Liga Inggris memang dikenal ketat. Tim-tim langganan papan atas belum tentu dengan mudah mengalahkan tim paling bawah sekalipun. Contohnya Liverpool yang beberapa hari lalu baru saja mengalahkan City, tapi kalah melawan Forest yang baru sekali memenangkan laga (sebelum bertemu Liverpool). Dominan dalam penguasaan bola bukanlah jaminan sebuah kemenangan.
Beberapa kali tim besar sudah merasakan sakit seperti itu. Menguasai permainan, namun lemah dalam eksekusi di depan gawang. Sebaliknya lawan yang hanya mengandalkan serangan balik tapi efektif dan mampu mencuri gol, akibat kelengahan pemain belakang yang asyik membantu penyerangan.
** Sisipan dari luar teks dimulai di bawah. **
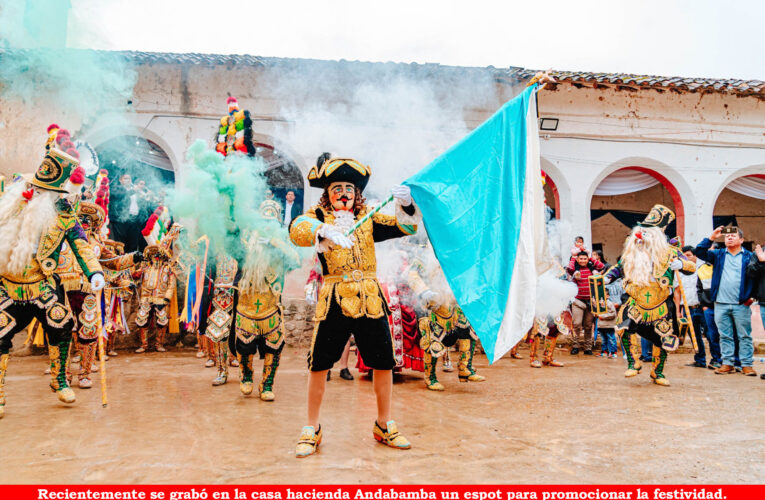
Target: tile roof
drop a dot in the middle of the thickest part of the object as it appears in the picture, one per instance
(660, 83)
(511, 75)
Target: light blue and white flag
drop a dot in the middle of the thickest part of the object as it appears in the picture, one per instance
(483, 206)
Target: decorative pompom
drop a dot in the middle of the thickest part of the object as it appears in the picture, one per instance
(78, 176)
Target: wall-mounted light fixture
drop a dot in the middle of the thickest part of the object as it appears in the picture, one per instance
(548, 124)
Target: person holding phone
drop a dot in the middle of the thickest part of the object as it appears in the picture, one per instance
(731, 292)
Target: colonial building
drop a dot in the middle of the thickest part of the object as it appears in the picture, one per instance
(612, 145)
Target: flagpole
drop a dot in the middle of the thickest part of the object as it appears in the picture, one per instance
(368, 216)
(101, 353)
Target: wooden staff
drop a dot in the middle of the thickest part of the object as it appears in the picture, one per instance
(694, 342)
(101, 354)
(368, 216)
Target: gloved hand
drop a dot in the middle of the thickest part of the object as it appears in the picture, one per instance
(402, 194)
(97, 282)
(335, 235)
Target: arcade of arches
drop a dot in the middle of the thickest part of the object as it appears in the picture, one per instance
(625, 197)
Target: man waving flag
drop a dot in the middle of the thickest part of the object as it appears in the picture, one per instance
(483, 206)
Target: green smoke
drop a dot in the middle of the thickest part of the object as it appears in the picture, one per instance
(220, 198)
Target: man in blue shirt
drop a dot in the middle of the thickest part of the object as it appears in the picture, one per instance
(731, 292)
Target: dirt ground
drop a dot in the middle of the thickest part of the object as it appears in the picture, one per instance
(583, 423)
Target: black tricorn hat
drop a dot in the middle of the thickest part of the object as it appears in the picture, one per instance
(329, 170)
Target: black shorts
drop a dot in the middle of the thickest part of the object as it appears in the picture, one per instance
(373, 340)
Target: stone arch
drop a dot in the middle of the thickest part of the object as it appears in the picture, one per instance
(100, 136)
(731, 207)
(752, 170)
(671, 179)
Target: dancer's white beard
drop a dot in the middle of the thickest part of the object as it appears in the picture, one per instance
(22, 225)
(640, 257)
(255, 269)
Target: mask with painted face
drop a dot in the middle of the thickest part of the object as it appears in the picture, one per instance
(342, 195)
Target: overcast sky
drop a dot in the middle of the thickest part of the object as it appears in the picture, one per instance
(670, 37)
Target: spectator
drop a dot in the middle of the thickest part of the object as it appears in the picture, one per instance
(756, 271)
(580, 269)
(578, 246)
(690, 289)
(704, 272)
(147, 203)
(291, 209)
(731, 292)
(597, 256)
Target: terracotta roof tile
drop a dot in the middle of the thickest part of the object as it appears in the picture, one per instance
(723, 86)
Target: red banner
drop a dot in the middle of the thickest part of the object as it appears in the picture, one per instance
(379, 492)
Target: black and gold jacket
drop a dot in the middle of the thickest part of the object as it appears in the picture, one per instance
(350, 274)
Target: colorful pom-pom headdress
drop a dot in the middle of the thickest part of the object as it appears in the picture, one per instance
(235, 131)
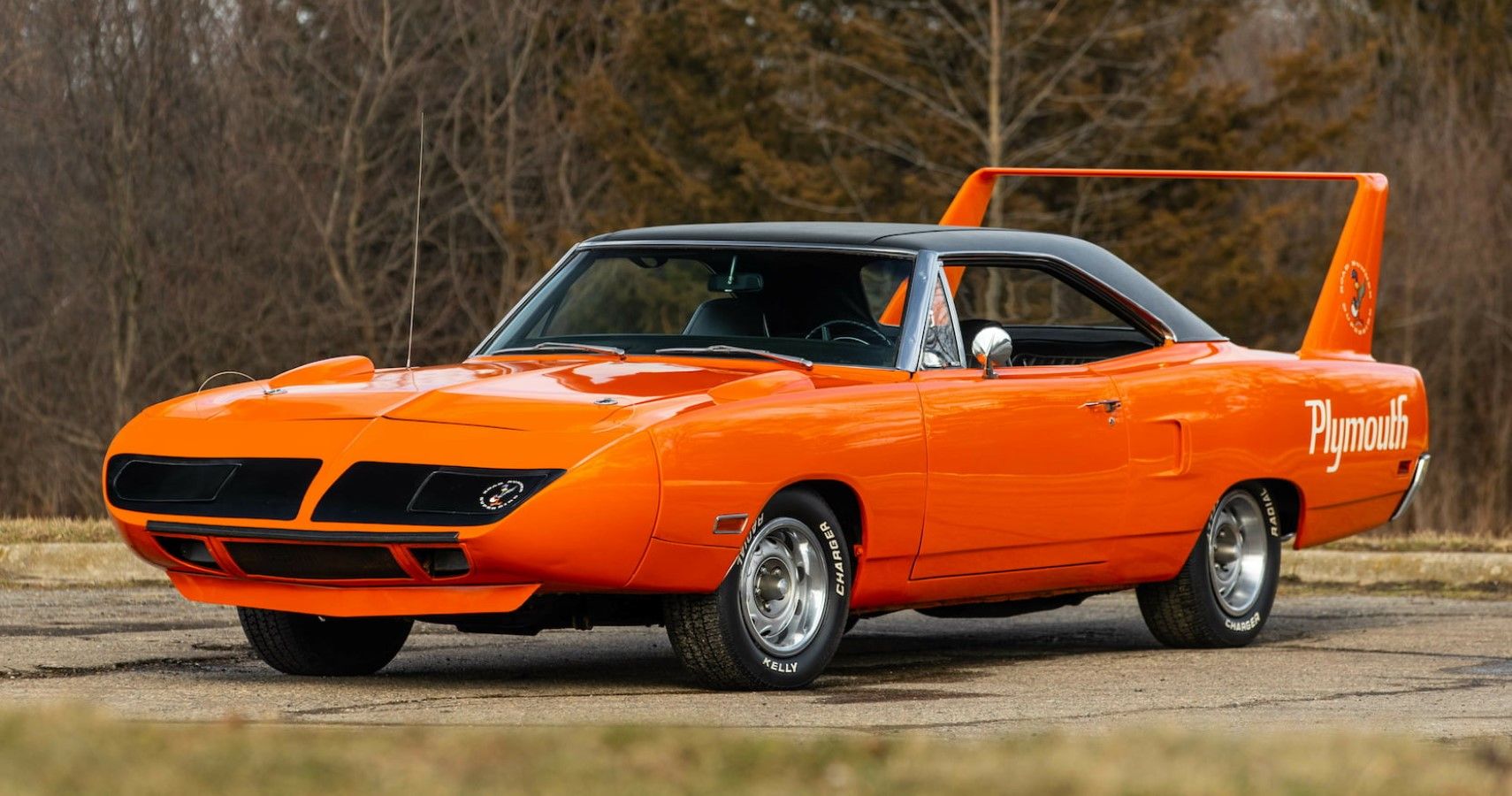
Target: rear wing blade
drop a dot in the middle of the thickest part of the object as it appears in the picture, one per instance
(1345, 318)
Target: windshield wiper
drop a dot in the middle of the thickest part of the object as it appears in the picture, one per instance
(553, 345)
(737, 350)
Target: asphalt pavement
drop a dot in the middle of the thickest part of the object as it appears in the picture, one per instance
(1439, 668)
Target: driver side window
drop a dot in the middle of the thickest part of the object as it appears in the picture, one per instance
(1050, 318)
(941, 341)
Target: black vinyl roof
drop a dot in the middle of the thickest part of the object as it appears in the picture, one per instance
(1095, 261)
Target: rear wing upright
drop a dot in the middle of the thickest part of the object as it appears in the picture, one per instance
(1345, 318)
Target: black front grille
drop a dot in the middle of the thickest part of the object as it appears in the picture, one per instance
(209, 487)
(383, 492)
(315, 562)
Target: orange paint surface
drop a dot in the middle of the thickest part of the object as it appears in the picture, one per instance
(965, 487)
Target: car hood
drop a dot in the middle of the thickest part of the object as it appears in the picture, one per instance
(549, 394)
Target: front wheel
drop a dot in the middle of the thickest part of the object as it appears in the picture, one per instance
(1224, 592)
(779, 615)
(298, 644)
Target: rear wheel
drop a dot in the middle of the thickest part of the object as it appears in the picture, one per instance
(1224, 592)
(779, 615)
(300, 644)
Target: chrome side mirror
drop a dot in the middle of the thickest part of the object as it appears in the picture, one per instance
(992, 347)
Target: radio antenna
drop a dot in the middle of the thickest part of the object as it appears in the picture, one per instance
(415, 265)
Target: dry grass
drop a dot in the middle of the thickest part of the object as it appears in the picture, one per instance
(20, 530)
(78, 753)
(1424, 540)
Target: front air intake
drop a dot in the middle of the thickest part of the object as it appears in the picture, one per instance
(315, 562)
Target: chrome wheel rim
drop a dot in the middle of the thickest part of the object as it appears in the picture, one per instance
(1237, 553)
(783, 586)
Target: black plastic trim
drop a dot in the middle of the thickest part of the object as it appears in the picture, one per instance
(285, 534)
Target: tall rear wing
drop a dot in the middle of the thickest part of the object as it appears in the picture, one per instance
(1345, 318)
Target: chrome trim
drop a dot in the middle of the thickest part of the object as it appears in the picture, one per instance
(915, 314)
(743, 518)
(540, 283)
(1156, 325)
(954, 319)
(1411, 492)
(770, 246)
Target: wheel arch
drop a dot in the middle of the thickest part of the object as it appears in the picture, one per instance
(844, 501)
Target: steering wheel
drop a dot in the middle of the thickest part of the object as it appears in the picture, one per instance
(824, 332)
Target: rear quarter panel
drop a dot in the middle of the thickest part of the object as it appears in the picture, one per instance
(1207, 417)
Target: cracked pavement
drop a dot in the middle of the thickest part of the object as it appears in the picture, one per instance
(1433, 666)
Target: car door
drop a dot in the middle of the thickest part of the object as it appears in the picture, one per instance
(1028, 470)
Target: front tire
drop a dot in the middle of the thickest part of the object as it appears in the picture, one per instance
(300, 644)
(1228, 585)
(779, 615)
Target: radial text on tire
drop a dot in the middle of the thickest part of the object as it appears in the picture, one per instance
(1222, 595)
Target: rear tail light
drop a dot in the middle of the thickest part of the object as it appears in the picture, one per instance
(442, 562)
(189, 551)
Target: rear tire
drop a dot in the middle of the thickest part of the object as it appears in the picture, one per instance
(300, 644)
(1224, 593)
(779, 615)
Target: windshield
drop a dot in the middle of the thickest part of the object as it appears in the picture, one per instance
(818, 306)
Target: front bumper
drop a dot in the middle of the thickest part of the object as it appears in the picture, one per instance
(351, 600)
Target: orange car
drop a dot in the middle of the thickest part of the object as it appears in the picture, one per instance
(758, 433)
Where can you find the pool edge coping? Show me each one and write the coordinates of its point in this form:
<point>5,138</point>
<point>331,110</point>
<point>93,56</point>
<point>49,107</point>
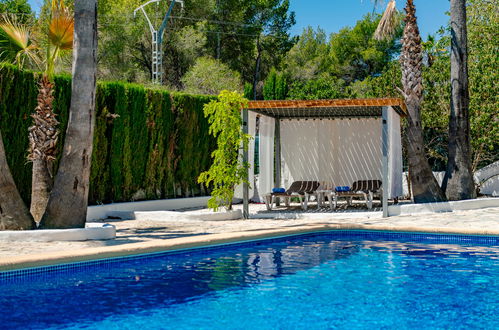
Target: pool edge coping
<point>199,241</point>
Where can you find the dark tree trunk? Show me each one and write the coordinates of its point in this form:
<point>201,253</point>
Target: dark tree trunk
<point>425,187</point>
<point>14,214</point>
<point>67,206</point>
<point>458,182</point>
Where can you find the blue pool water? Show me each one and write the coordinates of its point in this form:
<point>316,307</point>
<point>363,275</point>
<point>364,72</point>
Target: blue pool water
<point>350,280</point>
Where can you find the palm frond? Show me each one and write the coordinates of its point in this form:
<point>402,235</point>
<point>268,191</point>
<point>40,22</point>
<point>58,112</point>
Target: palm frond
<point>16,43</point>
<point>388,23</point>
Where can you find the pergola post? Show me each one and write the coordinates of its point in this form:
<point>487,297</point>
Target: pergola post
<point>245,161</point>
<point>384,143</point>
<point>277,156</point>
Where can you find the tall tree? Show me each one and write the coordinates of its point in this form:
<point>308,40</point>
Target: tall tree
<point>67,206</point>
<point>14,214</point>
<point>458,182</point>
<point>425,187</point>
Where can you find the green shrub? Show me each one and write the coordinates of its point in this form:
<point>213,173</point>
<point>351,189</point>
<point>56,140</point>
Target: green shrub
<point>148,143</point>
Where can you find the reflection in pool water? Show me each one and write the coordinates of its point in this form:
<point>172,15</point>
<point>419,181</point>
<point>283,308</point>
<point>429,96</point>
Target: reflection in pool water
<point>315,281</point>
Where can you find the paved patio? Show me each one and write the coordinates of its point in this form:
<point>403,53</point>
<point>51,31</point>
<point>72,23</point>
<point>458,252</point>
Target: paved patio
<point>142,236</point>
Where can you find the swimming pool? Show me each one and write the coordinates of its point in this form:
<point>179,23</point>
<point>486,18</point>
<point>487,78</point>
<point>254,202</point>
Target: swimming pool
<point>349,279</point>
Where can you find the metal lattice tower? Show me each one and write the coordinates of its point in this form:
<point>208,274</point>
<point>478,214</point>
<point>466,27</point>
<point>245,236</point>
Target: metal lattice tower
<point>157,38</point>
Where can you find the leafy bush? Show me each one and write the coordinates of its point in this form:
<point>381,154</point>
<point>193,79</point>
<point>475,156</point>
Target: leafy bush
<point>148,143</point>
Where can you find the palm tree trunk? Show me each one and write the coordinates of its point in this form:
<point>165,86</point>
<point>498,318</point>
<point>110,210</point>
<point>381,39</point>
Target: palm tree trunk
<point>425,188</point>
<point>67,206</point>
<point>41,184</point>
<point>458,181</point>
<point>14,214</point>
<point>43,136</point>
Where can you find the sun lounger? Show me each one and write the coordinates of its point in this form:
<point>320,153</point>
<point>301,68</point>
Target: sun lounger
<point>363,188</point>
<point>300,189</point>
<point>323,192</point>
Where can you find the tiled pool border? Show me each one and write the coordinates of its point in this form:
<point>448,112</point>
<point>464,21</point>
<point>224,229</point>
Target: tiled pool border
<point>417,237</point>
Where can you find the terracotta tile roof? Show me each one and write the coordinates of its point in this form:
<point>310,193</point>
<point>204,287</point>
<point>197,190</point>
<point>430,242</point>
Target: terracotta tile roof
<point>327,108</point>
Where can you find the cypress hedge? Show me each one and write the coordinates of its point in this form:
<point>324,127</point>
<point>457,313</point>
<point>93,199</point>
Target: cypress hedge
<point>148,143</point>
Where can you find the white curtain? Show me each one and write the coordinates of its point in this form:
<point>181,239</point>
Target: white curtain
<point>394,155</point>
<point>238,191</point>
<point>338,151</point>
<point>266,156</point>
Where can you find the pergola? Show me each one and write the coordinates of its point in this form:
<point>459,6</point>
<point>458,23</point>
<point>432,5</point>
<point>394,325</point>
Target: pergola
<point>386,111</point>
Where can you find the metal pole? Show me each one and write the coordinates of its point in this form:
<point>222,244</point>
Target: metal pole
<point>384,146</point>
<point>157,39</point>
<point>277,156</point>
<point>245,161</point>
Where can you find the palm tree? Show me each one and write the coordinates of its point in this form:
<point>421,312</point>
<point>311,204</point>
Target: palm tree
<point>458,182</point>
<point>425,187</point>
<point>67,205</point>
<point>16,42</point>
<point>43,135</point>
<point>16,46</point>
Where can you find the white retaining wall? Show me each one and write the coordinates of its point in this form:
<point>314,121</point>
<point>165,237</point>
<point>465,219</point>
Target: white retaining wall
<point>92,231</point>
<point>102,211</point>
<point>471,204</point>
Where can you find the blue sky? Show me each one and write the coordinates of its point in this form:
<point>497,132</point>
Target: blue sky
<point>332,15</point>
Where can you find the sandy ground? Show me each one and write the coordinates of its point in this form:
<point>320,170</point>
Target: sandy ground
<point>136,231</point>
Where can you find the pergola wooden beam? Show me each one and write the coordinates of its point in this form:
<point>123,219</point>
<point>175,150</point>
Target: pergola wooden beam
<point>326,109</point>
Ini harusnya jadi pelajaran.
Konsentrasi pertahanan di saat menyerang ataupun membangun serangan harus menjadi fokus pemain bertahan. Begitupun saat sudah unggul gol, seperti Chelsea, terutama di menit akhir pertandingan. Keunggulan cenderung membuat tim menjadi lengah. Hanya mengandalkan menumpuk pemain di depan gawang pun tidak akan cukup.
Chelsea dan MU memang masih dalam tahap membangun sebuah tim baru. Mengingat mereka baru saja mengganti pelatih. Tugas Potter dan Erik Ten Hag tentu tidak semudah Guardiola dan Jurgen Klop bersama tim masing-masing yang sudah lama mereka tangani. City masih berada pada track persaingan juara, namun Liverpool sangat jauh dari harapan.
Selain faktor cidera beberapa pemain inti, Liverpool juga dianggap melakukan kesalahan dalam aktivitas transfer pemain. Pertama, mereka fatal melepas Sadio Mane ke Munich. Mane dikenal sebagai ruhnya The Reds selama beberapa tahun terakhir. Pengganti Mane, Luis Diaz dan Darwin Nunez, dianggap belum sebanding. Faktanya Diaz dan Nunez belum banyak berkontribusi untuk Liverpool.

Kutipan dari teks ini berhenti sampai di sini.